Why did I stick with it?
It was a job I had always wanted to do and an industry I had been trying to break into since I was at school. I was also dreaming of better things.
And so, for months afterwards, I kept my head down, worked a patch and concentrated on growing my pile of cuttings. In an 18-month period as a cub reporter on one of the larger UK regional newspapers I covered major crown court stories in three cities, the foot and mouth crisis of 2001, the fallout in community relations from 9/11, a priest who was trying to take god to an employment tribunal and a number of human interest pieces that were taken up by the nationals (for a quiet cheque).
Then, one day, my pay packet become a little bit more liveable.
Not for anything that I had written but because I had sat – and passed – my NCE certificate at the first time of asking.
For those that don’t know, this is a one-day assessment organised by the National Council of  Trainee Journalists that tests shorthand, interview technique and professional practice.
Once passed, the now not-so-green reporter can claim to be a ‘senior’ and expect a boost in pay. There are, however, a few caveats.
You can only sit the test after 18 months on the job, the assessments only take place once every six months in specific locations (for me it was in Wolverhampton) and if you don’t pass any of the three exercises on the day you fail outright. And then you have to wait another six months, on very low pay, to resit.
In a mock interview, an editor of another local newspaper pretended to be a police spokesman who would eke out information on a race-related attack on a house.
I played along with this scenario with the knowledge that in the real world I had already made inroads into the Muslim community in an area that was a  focal point for the BNP (and now English Defence League).
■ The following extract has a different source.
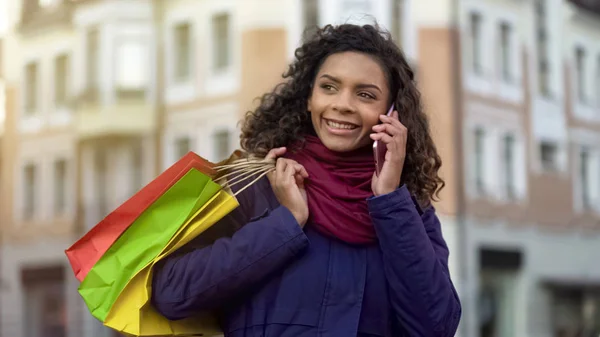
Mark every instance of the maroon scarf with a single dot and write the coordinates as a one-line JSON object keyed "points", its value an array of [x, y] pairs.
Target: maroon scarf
{"points": [[337, 188]]}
It was also with the knowledge that a few years before I had sat, and passed with distinction, an NCTJ-accredited diploma in journalism at great expense to myself. Again, that didn’t matter.
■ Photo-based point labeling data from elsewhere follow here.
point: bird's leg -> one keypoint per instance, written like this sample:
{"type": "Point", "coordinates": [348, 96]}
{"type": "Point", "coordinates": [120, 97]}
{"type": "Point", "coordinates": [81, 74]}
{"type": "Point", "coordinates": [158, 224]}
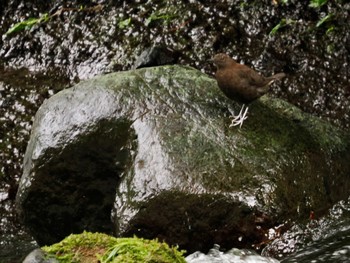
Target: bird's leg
{"type": "Point", "coordinates": [239, 119]}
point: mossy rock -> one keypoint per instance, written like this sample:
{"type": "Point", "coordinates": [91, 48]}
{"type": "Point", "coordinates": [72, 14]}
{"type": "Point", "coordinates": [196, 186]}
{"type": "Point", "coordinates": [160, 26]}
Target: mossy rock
{"type": "Point", "coordinates": [96, 247]}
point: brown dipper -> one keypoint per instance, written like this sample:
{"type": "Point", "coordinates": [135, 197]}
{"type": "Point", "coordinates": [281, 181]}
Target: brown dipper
{"type": "Point", "coordinates": [241, 83]}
The NCE was – and remains – the biggest racket in journalism. It’s like a role-playing exercise that can leave you in the poorhouse for the best part of a year.
What I find staggering is that in an industry that is hampered by low-pay, large numbers of middle-class graduates and exploitation, a system as archaic as this is still accepted as an excuse to keep an experienced journalist’s pay down. If we were performing brain surgery rather than death knocks then I could understand the need for professional assessments.
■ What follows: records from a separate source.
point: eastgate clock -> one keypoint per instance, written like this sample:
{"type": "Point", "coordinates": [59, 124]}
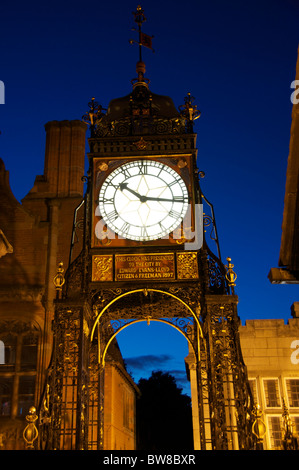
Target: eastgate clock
{"type": "Point", "coordinates": [143, 200]}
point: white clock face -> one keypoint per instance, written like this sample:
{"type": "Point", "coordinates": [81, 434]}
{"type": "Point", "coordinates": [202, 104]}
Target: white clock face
{"type": "Point", "coordinates": [143, 200]}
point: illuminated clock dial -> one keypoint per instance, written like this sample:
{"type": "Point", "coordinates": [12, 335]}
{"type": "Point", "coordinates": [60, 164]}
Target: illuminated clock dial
{"type": "Point", "coordinates": [143, 200]}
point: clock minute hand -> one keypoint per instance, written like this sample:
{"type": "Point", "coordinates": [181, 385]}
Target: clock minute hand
{"type": "Point", "coordinates": [123, 186]}
{"type": "Point", "coordinates": [164, 199]}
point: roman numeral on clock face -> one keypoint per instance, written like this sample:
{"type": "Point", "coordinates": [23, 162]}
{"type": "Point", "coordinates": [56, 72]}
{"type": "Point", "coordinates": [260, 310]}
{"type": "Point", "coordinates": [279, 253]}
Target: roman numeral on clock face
{"type": "Point", "coordinates": [113, 215]}
{"type": "Point", "coordinates": [174, 214]}
{"type": "Point", "coordinates": [143, 168]}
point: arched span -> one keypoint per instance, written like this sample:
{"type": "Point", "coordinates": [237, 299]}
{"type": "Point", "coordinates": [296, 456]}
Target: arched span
{"type": "Point", "coordinates": [101, 313]}
{"type": "Point", "coordinates": [102, 359]}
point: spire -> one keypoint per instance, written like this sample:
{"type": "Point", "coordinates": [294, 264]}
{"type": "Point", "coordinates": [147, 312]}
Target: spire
{"type": "Point", "coordinates": [144, 40]}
Fortunately, the NCTJ does not have the monopoly on journalism training as companies such as Trinity Mirror run in-house schemes but it does remain the most popular.
The average ‘cub’ reporter is already qualified in media law, shorthand and everything else is obtained through experience but one off-day risks placing even more financial pressure on those trying to break into what is becoming an increasingly closed shop.
In an age of blogs, DIY-publishing and the rise of multimedia, hopefully the NCE pantomime will be going the way of most local newspapers.